If within each window you are computing the correlation between all pairs of variants, then doesn't complexity scale with the square of the window size?

Not as long as the code makes sure to skip comparisons in overlapping windows. I saw locate_unlinked has that, assuming I read it correctly, and mine does too (albeit in very different ways). The simplest way I could think of it myself is when step=1, then each variant is compared with the next w variants, for all m variants. When the step is > 1 it's always less work that needs to happen.

Ah yes, I see, thanks. I forgot you could skip the comparisons in overlapping windows, yes locate_unlinked does that. Been a while since I looked at that code.

Also recombination rate is much more even across the genome, we don't have recombination hotspots and large LD blocks like in humans. So LD pruning to deal with variations in recombination rate over the genome tends to be the least of our worries.

I see. Forgive me for not having read more of them yet, but do any of your papers draw comparisons like this to other organisms (outside of humans and mosquitos)? I'm wondering how many non-human geneticists are in a similar situation.

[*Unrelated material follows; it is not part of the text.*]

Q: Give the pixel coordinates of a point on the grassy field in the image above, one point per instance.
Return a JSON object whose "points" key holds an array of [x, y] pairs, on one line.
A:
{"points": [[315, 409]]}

No, sorry, we've been pretty mosquito-centric here. I know Drosophila is fairly similar, no major evidence for recombination hotspots, at least on the scale seen in humans. Plasmodium parasites also have very even recombination rates through the genome. I suspect you'll see all kinds of crazy stuff in different parts of the tree of life :)

One questions I wonder about is whether you might need to downsample individuals in a way that is aware of population structure or not

Makes sense, perhaps there is some precedent for stratified sampling on self-reported ancestry or a way to do it with fast geaneology estimation methods (e.g. tsinfer). I'll keep an eye out for related work and maybe start a discourse post if anything interesting turns up.

Sounds good, thanks.

eric-czech commented 4 years ago

Been a while since I looked at that code

Impressive you remembered this much for a 5 yr old issue! Thanks for revisiting it with me.